It is possible to be a very great man and to be still very inferior to Julius Cæsar, the most complete character, so Lord Bacon thought, of all antiquity. Nature seems incapable of such extraordinary combinations as composed his versatile capacity, which was the wonder even of the Romans themselves. The first general—the only triumphant politician—inferior to none in eloquence—comparable to any in the attainments of wisdom, in an age made up of the greatest commanders, statesmen, orators, and philosophers that ever appeared in the world—an author who composed a perfect specimen of military annals in his travelling carriage—at one time in a controversy with Cato, at another writing a treatise on punning, and collecting a set of good sayings—fighting and making love at the same moment, and willing to abandon both his empire and his mistress for a sight of the Fountains of the Nile.
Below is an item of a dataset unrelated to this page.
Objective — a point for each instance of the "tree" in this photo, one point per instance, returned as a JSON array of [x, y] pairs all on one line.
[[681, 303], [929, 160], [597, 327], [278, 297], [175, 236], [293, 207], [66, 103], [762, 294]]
Such did Julius Cæsar appear to his contemporaries, and to those of the subsequent ages who were the most inclined to deplore and execrate his fatal genius.
But we must not be so much dazzled with his surpassing glory, or with his magnanimous, his amiable qualities, as to forget the decision of his impartial countrymen:—
HE WAS JUSTLY SLAIN.[653]
27.
Egeria! sweet creation of some heart
Which found no mortal resting-place so fair
As thine ideal breast.
[Stanza cxv.] lines 1, 2, and 3.
The respectable authority of Flaminius Vacca would incline us to believe in the claims of the Egerian grotto.[654] He assures us that he saw an inscription in the pavement, stating that the fountain was that of Egeria, dedicated to the nymphs. The inscription is not there at this day, but Montfaucon quotes two lines[655] of Ovid [Fast., iii. 275, 276] from a stone in the Villa Giustiniani, which he seems to think had been brought from the same grotto.
This grotto and valley were formerly frequented in summer, and particularly the first Sunday in May, by the modern Romans, who attached a salubrious quality to the fountain which trickles from an orifice at the bottom of the vault, and, overflowing the little pools, creeps down the matted grass into the brook below. The brook is the Ovidian Almo, whose name and qualities are lost in the modern Aquataccio. The valley itself is called Valle di Caffarelli, from the dukes of that name who made over their fountain to the Pallavicini, with sixty rubbia of adjoining land.
There can be little doubt that this long dell is the Egerian valley of Juvenal, and the pausing place of Umbritius, notwithstanding the generality of his commentators have supposed the descent of the satirist and his friend to have been into the Arician grove, where the nymph met Hippolitus, and where she was more peculiarly worshipped.